For many teens, “Independence Day” means the day they get their drivers license and can drive anywhere they want without mom or dad tagging along. A drivers license is seen as the key to freedom, to self determination, and to fun. And yet the irony is that though the car does give freedom of movement, it also brings financial, environmental, and social burdens. Each of these can become their own ball and chain that not only clip the wings of freedom, but for some people these burdens create dependencies that are anything but freeing.

Financial Obligations

The easiest of these obligations to grasp is the financial weight that comes with owning a vehicle. According to AAA, the average cost for owning a car in 2016 is $8,558 a year. That includes the price of gas, insurance, maintenance, license/registration/taxes, finance charges, the cost of tires, and the depreciation of the vehicle. This number does not include the amount you pay in sales tax each year that goes towards maintaining our Fort Collins streets. Nor does it include the costs associated with car crashes, polluted air (leading to asthma and other illnesses), or parking expenses (whether you pay them directly or through tax subsidies).

For Better For Worse

For Better For Worse

Environmental ramifications

Environmental damage caused by our vehicles is cumulative, meaning that the negative effects build up over time. So driving “just this once” isn’t a problem. A brown cloud doesn’t settle over the city because one person drove their car to work. But it does settle over the city when many, many of us drive to work. This damage that we do as a community effects our quality of life.
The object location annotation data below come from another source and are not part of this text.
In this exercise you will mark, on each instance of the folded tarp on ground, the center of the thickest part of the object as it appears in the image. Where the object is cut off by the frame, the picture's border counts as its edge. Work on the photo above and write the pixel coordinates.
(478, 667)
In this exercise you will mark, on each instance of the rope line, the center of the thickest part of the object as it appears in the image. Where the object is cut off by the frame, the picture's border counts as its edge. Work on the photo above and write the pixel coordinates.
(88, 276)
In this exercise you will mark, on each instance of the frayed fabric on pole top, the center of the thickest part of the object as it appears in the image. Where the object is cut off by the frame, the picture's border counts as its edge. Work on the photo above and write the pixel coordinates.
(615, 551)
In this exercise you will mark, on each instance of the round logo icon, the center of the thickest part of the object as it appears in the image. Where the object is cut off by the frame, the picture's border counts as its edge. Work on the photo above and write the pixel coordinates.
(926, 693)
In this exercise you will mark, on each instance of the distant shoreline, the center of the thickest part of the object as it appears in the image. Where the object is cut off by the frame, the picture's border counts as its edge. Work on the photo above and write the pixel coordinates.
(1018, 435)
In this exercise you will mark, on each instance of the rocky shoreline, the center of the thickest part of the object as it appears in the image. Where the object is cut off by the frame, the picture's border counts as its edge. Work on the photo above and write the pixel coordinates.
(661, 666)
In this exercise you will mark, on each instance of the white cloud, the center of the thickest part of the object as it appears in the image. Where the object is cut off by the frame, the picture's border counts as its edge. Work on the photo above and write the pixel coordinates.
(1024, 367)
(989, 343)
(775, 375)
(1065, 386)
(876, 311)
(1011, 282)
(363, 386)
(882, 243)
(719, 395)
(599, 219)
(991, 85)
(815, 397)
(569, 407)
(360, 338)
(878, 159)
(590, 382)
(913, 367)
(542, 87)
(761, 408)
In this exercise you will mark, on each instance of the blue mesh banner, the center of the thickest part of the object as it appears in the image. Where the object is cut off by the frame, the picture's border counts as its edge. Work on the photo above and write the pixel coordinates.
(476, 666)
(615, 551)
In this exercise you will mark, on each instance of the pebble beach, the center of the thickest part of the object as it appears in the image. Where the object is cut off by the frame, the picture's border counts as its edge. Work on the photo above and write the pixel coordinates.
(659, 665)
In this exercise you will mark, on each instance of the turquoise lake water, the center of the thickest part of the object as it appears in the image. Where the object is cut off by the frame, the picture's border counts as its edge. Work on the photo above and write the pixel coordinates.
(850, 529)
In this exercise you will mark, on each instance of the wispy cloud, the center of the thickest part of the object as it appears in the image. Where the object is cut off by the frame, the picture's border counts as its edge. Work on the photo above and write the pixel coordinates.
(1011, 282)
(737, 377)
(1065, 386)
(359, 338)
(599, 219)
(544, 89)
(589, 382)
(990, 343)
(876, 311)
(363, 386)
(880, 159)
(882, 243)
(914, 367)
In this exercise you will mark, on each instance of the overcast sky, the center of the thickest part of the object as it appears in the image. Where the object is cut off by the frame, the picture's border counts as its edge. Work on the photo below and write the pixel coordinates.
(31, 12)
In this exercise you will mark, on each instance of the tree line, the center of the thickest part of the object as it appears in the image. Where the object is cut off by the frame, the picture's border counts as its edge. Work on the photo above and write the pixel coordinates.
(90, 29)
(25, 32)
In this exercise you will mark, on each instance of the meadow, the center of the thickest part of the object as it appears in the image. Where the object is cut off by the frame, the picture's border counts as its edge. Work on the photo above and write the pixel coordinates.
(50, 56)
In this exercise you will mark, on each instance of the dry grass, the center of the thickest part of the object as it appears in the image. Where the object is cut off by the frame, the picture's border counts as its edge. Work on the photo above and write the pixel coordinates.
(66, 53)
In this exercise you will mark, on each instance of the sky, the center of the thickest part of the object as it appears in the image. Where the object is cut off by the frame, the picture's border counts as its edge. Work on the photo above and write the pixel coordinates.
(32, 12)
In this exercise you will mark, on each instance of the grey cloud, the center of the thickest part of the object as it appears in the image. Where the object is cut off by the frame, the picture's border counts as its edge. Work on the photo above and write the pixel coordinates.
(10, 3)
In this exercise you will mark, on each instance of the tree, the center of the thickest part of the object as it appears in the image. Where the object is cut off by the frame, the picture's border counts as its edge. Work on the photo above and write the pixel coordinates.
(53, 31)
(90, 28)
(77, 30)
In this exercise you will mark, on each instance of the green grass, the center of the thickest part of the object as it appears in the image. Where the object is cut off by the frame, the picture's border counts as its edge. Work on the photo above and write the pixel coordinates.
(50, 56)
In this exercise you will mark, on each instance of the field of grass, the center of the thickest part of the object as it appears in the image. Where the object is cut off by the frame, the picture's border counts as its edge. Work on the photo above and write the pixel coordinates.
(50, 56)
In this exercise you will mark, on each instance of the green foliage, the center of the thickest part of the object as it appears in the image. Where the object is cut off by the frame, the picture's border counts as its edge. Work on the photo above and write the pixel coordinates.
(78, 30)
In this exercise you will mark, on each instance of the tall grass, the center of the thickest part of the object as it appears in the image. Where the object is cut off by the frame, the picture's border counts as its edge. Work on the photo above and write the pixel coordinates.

According to a report that came out this past February, air pollution kills 5.5 million people every year worldwide. And a significant contributor of air pollution is transportation — planes, trains, and automobiles.
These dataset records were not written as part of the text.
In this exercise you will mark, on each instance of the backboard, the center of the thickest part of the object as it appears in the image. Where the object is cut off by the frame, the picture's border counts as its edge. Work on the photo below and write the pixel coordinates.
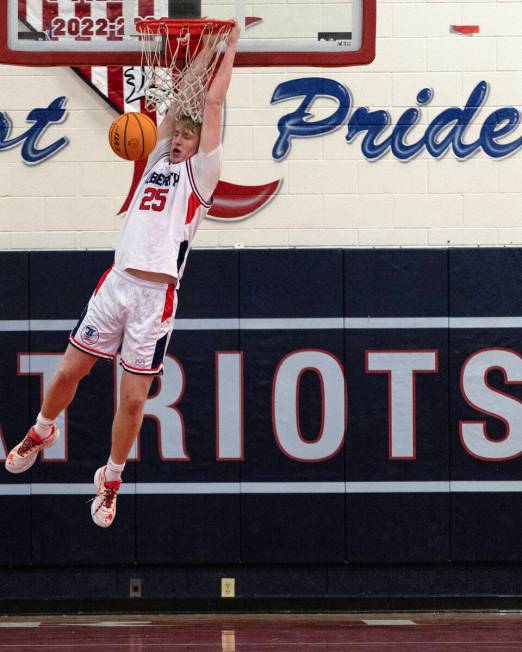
(102, 32)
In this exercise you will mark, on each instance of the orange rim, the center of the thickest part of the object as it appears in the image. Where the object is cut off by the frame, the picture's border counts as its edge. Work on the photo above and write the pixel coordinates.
(175, 26)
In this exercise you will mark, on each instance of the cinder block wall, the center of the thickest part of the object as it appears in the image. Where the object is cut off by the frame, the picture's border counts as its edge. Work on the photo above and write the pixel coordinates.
(330, 194)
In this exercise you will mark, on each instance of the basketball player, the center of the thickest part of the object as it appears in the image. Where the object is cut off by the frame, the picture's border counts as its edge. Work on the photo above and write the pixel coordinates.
(135, 301)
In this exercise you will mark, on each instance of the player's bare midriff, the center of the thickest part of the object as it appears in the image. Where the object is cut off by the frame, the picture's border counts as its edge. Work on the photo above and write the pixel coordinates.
(151, 276)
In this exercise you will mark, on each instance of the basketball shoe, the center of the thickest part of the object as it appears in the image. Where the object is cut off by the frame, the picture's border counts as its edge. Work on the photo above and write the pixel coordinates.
(103, 508)
(24, 454)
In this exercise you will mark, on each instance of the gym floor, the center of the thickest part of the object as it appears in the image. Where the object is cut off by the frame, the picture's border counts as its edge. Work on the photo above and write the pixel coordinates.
(390, 632)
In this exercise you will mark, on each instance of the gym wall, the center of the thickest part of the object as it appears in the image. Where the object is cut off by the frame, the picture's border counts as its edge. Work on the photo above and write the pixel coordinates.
(365, 415)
But there are other environmental impacts to consider as well. There’s the pollution generated from the creation of the car, using the car (think about the parts that get replaced over the lifetime of the vehicle), and eventually the disposal of the car. There’s also the pollution caused by building and maintaining roads. There’s the natural resources that are mined in order to build the cars, roads, and bridges and the additional environmental problems caused by that mining.

Our freedom to drive a vehicle comes at a cost to the land, the air, and the water that suffer as a result. And those ills often boomerang back on to us in some form, whether its just the loss of a beautiful view due to mining, troubled sleep due to highway noises, or sicknesses caused by the pollutants we’ve created.

Social effects

Our freedom to drive a car affects our society in ways that we might not realize are connected. One problem that’s particularly poignant in Fort Collins right now is the lack of affordable housing. We have miles and miles of free parking for cars, but many people are moving to Wellington, Loveland, and Windsor because they can’t afford to rent or buy a house here. In other words, real estate is cheap for cars since it is heavily subsidized by the local government or by us in the form of higher costs at the checkout counter (costs that were passed on to the retailer from the developer who was required to build a certain number of parking spaces due to zoning requirements).

And if a person’s job is in Fort Collins but they’re living somewhere else, then their commute is longer. Not only have they lost the freedom to live where they want, but they’ve lost the freedom of having spare time to hang out with friends and family or enjoy a hobby. Transportation expenses increase. Aggravation and stress increase. Deaths and injury increase. (An estimated 35,200 people died in the United States in 2015 due to vehicle crashes.) That’s not freedom. That’s bondage to the car.

USA Flag Bike Guy, from YouTuber Weshigh.

USA Flag Bike Guy, from YouTuber Weshigh.

This is only the tip of the iceberg when it comes to how our car culture imprisons, rather than frees, us. But I believe there’s a solution. There’s a place for cars. They’re a wonderful tool that really can enable us to do things that we couldn’t do easily otherwise. But there’s also a tipping point where the number of lives lost to crashes, the number of hours lost to being stuck in traffic, and the miles of earth paved over to provide parking all start to form a prison of our own making.

It’s time to call for a new kind of independence. Rather than being so fully dependent on only one type of transportation, we need to start building alternative systems for the movement of people — improving walking, bicycling and transit options.  And we need to start using the alternatives that we already have in place.

We’re smart people. We can do better than this. Let’s build a city with transportation options that will give us greater freedom — a freedom that doesn’t do more harm than good. Let’s break our bonds of dependence to the automobile. Even just leaving the car at home a little more often would go a long way towards reducing congestion, pollution, injuries and fatalities. Now that would be something to celebrate.